Он грозно и вопросительно посмотрел на Максимова, и тот, благоговевший перед начальством и уверенный, что начальство всегда умно, почтительно кивал головой и значительно хмурил брови.

— А вот, — продолжал генерал, — мы проиграли японскую, то есть внешнюю, кампанию — и ничего! Живем, слава богу, не хуже прежнего и даже военный опыт приобрели, а?

И, оживившись, так как считал себя глубоким стратегом, генерал начал рассказывать Максимову о плане новой дислокации войск на западной границе, в разработке которого он участвовал, когда еще работал в генеральном штабе.

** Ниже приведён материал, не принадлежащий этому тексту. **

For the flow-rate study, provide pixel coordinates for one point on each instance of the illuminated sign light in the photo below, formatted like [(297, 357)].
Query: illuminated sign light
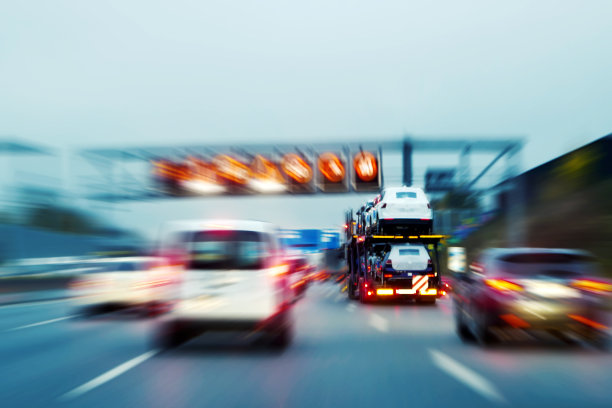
[(365, 175), (366, 166), (296, 168), (266, 178), (231, 169), (331, 167)]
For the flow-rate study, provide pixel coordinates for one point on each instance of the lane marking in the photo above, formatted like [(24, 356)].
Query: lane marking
[(107, 376), (37, 303), (26, 326), (379, 323), (466, 376)]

— Совершенно секретно, полковник, — говорил он, — пусть все это умрет между нами. Вы знаете, возможно, что наша идея развертывания главных сил на передовом театре фактически привела к тому, что обширные промышленные районы империи, опасные в революционном отношении, стали недостаточно защищены от внутреннего врага. И я вместе с генералом Сухомлиновым отстаивал ту мысль, что для внутренней безопасности страны необходимо отнести назад линию стратегического развертывания и дислоцировать войска с таким расчетом, чтобы наиболее сильные гарнизоны оказались в промышленных районах, независимо от того, на каком расстоянии от границы они будут находиться. При такой дислокации армии мы безусловно сумеем подавить революцию в любом месте, а?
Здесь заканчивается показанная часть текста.